The historical impact
Before 1952, treatment for schizophrenia consisted of insulin coma, electroconvulsive therapy, prolonged hydrotherapy, and lobotomy. Chlorpromazine changed everything in roughly five years. By 1955, the population of US state psychiatric hospitals had begun a long decline that continues to this day. Many historians credit chlorpromazine with making the modern outpatient model of psychiatric care possible. The story is told well in the chapter on chlorpromazine in the open-access NIH textbook on the history of psychiatric medications.
Side effects
Common
- Sedation — usually significant, especially in the first weeks
- Orthostatic hypotension — dizziness on standing, falls in older adults
- Anticholinergic effects — dry mouth, blurry vision, constipation, urinary hesitancy
- Photosensitivity — exaggerated sunburn risk; sunscreen and protective clothing matter
- Weight gain and metabolic changes — moderate, less than olanzapine but real
- Hyperprolactinaemia
Movement side effects
Chlorpromazine causes less acute EPS than high-potency typicals like haloperidol — but the long-term risk of tardive dyskinesia is similar. EPS still occurs, particularly with higher doses.
Less common but important
- Skin pigmentation — bluish-grey discolouration of sun-exposed skin with very long-term, high-dose use
- Pigmentary changes in the eye — corneal and lens deposits with long-term use
- Cholestatic jaundice — typically in the first weeks, requires evaluation
- QT prolongation on the ECG
- Neuroleptic malignant syndrome — rare, life-threatening (see warn-box below)

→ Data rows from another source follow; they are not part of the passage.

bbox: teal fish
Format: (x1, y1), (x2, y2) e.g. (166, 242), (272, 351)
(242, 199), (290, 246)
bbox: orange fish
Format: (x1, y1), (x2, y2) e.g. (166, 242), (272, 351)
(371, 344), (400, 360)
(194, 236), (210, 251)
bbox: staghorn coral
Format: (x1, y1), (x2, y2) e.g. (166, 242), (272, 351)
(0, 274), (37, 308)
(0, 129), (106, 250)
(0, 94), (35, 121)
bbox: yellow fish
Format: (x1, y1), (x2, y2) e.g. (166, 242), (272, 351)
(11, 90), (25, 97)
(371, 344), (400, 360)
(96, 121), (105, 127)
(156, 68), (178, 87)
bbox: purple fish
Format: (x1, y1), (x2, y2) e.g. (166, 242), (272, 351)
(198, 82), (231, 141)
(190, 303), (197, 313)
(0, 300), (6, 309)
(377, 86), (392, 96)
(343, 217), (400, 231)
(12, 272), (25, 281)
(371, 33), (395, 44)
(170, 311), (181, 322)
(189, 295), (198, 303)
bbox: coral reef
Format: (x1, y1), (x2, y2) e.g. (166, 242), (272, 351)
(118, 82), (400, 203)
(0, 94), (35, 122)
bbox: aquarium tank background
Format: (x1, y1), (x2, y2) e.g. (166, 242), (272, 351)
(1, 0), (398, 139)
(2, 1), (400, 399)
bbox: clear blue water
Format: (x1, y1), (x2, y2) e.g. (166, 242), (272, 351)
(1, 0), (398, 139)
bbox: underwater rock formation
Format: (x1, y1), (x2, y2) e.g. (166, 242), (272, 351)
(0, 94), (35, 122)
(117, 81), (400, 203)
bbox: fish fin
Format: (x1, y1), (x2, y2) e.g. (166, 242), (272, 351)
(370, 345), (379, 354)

High fever, severe muscle rigidity, confusion, and unstable vital signs (NMS); yellowing of the skin or eyes (jaundice); painful muscle spasms in the neck or jaw (acute dystonia).
Where chlorpromazine still fits
- Acute agitation in inpatient psychiatry, particularly when sedation is desirable
- Patients who have been stable on it for years and tolerate it well
- Lower-resource settings where cost and availability matter
- Adjunctive use for severe nausea, hiccups, or palliative symptoms
Where it usually doesn't fit
- First-line outpatient maintenance in newly diagnosed patients (where atypicals are usually preferred)
- Older adults at risk of falls
- People with significant cardiac conduction problems
- People with dementia (FDA boxed warning across the antipsychotic class)
Practical points
- Wear sunscreen and a hat outdoors — sunburns can be severe
- Stand up slowly to limit dizziness
- Have liver function and ECG checked at baseline
- Talk to your prescriber before stopping — abrupt withdrawal can cause cholinergic rebound
A historical drug, still on the menu
Chlorpromazine is a 70-year-old molecule. Newer drugs are usually preferred for new starts. But the medication that began modern psychiatry remains, in 2026, on the WHO Essential Medicines List — and for the right patient, it can quietly do its job for decades.
This article is for educational purposes only and is not medical advice. Information is summarised from publicly available FDA labelling and peer-reviewed literature. Always consult your prescribing clinician before starting, stopping, or changing any medication. If you or someone you know is in crisis, call or text 988 in the US, or your local emergency number.